When Razer announced its “Synapse 2.0″ peripheral software last fall, I was blown-away by the absolute lack of a need for it. In essence, the software replaces on-board memory with memory in the cloud. Your mouse at home will feel like your mouse at a LAN, once logged into the service. Given the fact that most people will never use their mouse or keyboard on any other PC than the one they bought it for, the overkill factor is high with this one.
But it gets better. It appears that if the Synapse server is down, your peripheral will behave like a simple plug-and-play device, meaning no advanced functionality. Your $80 mouse will feel like a $20 one. In this particular scenario, your only option is to wait for the server to come back up. Until then, you’re not going to be configuring anything.

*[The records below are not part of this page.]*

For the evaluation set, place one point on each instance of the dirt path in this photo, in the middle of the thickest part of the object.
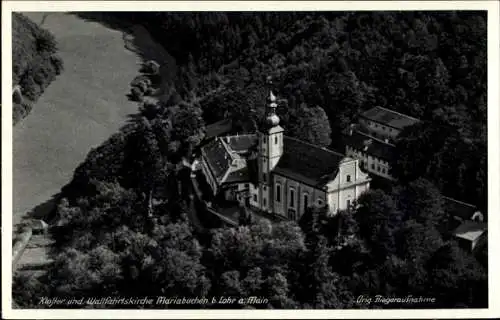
(78, 111)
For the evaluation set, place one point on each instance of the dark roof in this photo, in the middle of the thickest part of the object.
(218, 128)
(218, 158)
(376, 148)
(242, 142)
(389, 117)
(307, 163)
(238, 176)
(459, 209)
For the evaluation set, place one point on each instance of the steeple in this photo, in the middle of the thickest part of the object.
(272, 119)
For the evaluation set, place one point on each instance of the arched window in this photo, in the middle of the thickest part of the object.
(278, 192)
(292, 198)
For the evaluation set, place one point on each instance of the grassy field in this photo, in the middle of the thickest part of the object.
(78, 111)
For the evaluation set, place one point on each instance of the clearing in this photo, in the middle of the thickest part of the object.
(80, 109)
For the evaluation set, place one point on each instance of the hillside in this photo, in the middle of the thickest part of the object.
(35, 63)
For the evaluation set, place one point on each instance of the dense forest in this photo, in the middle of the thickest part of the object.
(429, 65)
(35, 63)
(124, 223)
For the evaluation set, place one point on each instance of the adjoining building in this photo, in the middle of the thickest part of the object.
(280, 175)
(471, 235)
(372, 139)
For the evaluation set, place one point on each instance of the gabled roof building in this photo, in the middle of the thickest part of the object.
(281, 175)
(372, 139)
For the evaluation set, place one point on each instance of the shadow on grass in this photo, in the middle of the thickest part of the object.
(45, 211)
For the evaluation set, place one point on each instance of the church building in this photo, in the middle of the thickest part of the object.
(281, 175)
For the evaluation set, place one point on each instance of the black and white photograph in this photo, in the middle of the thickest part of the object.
(253, 159)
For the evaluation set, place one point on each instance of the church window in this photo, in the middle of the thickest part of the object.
(306, 201)
(278, 192)
(292, 198)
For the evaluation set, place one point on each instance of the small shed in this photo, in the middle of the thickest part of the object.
(471, 235)
(39, 226)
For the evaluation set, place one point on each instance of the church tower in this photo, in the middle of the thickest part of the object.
(270, 149)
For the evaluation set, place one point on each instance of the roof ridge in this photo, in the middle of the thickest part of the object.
(376, 139)
(228, 148)
(315, 146)
(462, 202)
(393, 111)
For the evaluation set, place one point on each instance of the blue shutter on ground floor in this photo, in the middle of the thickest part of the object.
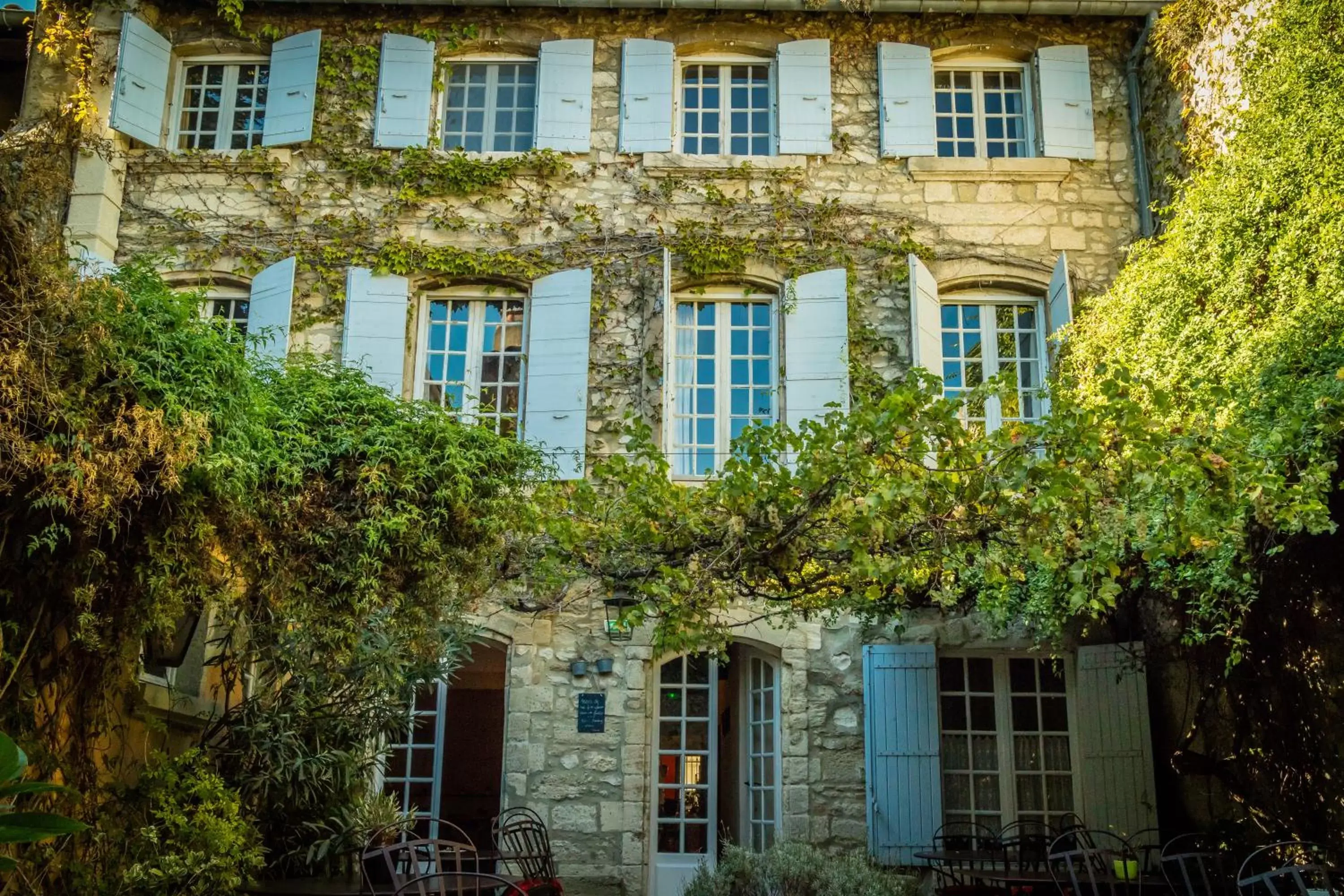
(556, 394)
(269, 310)
(1115, 745)
(142, 85)
(925, 318)
(293, 89)
(374, 338)
(901, 750)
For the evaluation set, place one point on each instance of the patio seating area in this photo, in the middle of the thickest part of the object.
(1068, 859)
(436, 857)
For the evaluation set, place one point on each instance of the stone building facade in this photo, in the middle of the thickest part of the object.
(1015, 229)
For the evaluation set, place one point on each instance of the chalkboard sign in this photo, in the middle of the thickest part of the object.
(592, 714)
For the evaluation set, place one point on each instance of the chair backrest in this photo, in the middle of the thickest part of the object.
(412, 857)
(510, 814)
(1289, 868)
(460, 884)
(964, 836)
(1085, 862)
(526, 847)
(1027, 844)
(1197, 866)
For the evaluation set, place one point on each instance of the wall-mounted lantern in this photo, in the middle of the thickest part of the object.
(619, 629)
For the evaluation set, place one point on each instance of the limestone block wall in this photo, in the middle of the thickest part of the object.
(594, 790)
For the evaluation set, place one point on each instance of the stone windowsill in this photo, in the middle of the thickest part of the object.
(1000, 170)
(674, 164)
(167, 160)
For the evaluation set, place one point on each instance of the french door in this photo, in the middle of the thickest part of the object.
(685, 771)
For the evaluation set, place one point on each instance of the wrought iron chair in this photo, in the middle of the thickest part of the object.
(460, 884)
(398, 853)
(1195, 866)
(1094, 863)
(1289, 868)
(1148, 847)
(1027, 844)
(526, 849)
(968, 847)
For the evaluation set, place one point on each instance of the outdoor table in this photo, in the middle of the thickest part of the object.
(349, 886)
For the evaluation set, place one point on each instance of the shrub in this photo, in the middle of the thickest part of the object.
(796, 870)
(191, 839)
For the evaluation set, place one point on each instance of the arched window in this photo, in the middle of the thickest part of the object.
(221, 103)
(982, 107)
(725, 365)
(472, 343)
(726, 105)
(490, 104)
(986, 335)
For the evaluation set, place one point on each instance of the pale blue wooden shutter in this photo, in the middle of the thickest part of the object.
(142, 86)
(405, 81)
(374, 336)
(816, 346)
(646, 96)
(269, 308)
(901, 747)
(905, 97)
(556, 394)
(293, 89)
(1064, 81)
(803, 78)
(565, 96)
(1115, 745)
(1060, 302)
(925, 319)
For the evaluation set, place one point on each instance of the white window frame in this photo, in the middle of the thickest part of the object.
(990, 345)
(224, 295)
(979, 65)
(175, 99)
(1003, 724)
(725, 296)
(440, 104)
(725, 60)
(478, 293)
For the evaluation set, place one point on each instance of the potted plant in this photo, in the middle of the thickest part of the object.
(379, 821)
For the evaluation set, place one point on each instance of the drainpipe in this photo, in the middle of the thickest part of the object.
(1143, 187)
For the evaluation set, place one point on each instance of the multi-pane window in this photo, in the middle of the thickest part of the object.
(685, 753)
(224, 105)
(229, 312)
(724, 377)
(474, 359)
(491, 107)
(410, 775)
(761, 773)
(1006, 743)
(980, 113)
(986, 340)
(726, 109)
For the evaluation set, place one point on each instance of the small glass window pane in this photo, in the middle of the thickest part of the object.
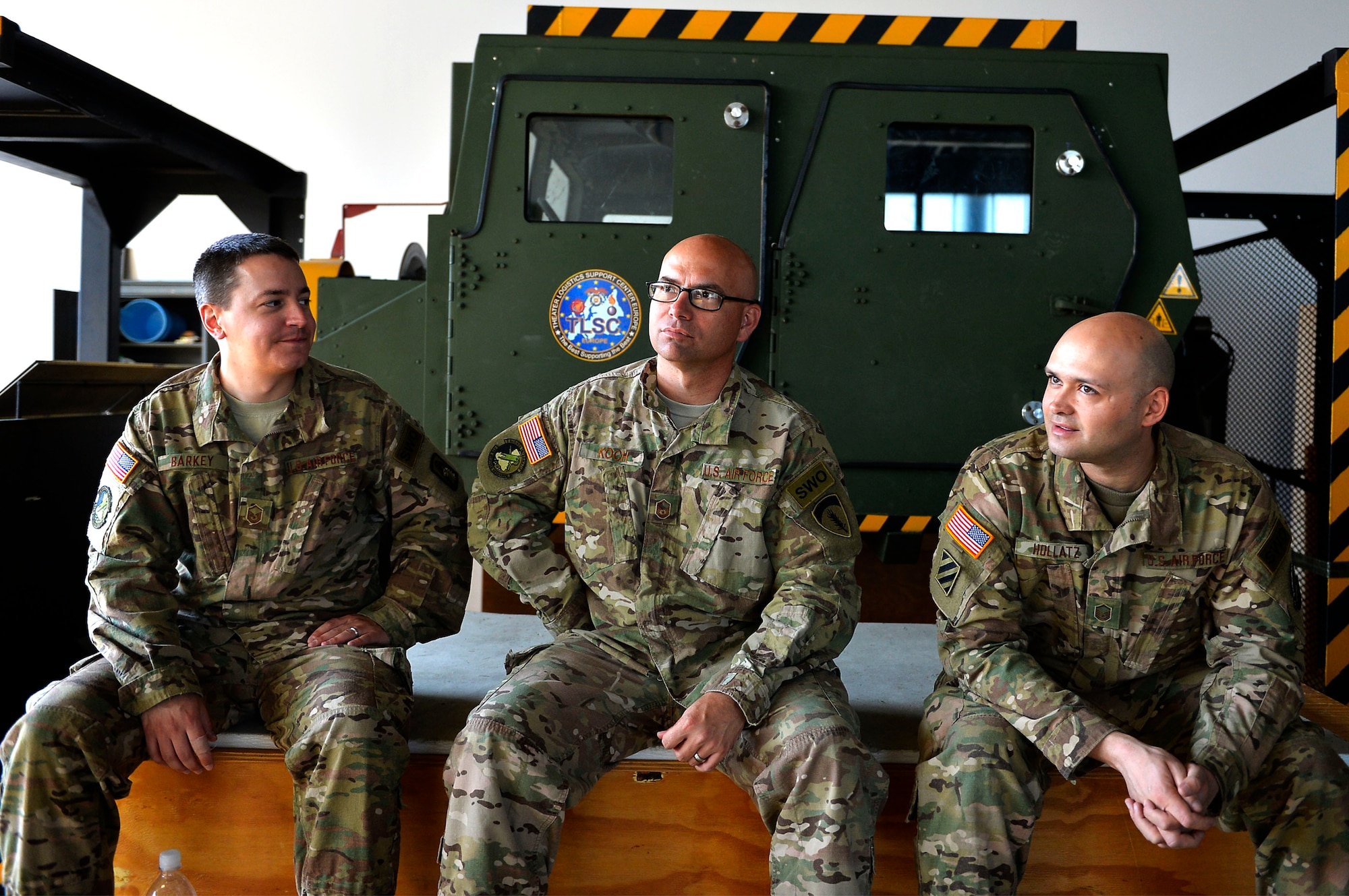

I hate to say that it gets even better, but it does. In addition to that mess above, if you happen to lose Internet access for a time, or Synapse can no longer connect to its server, your mouse might lag until the software can adjust itself. It seems likely that at that point, your mouse would continue to function fine, but a reboot could screw you over if the server remains down.
The overall solution to this problem is to sign-up for a Synapse account, configure the software as you need, and then put it into offline mode. But if you think about it, that’s not much of a solution at all. It means you now have the added hassle of going back online just to configure your mouse further. Isn’t that a little ridiculous?
Razer is clear state that its peripherals don’t have DRM, but that’s in fact what it is. If you can’t gain full functionality of your mouse simply because you can’t authenticate with a server, that’s close enough to DRM for me. And sadly, it seems that Synapse is becoming the standard for all future Razer peripherals.
Something tells me that the company will be changing this implementation sooner than later, though.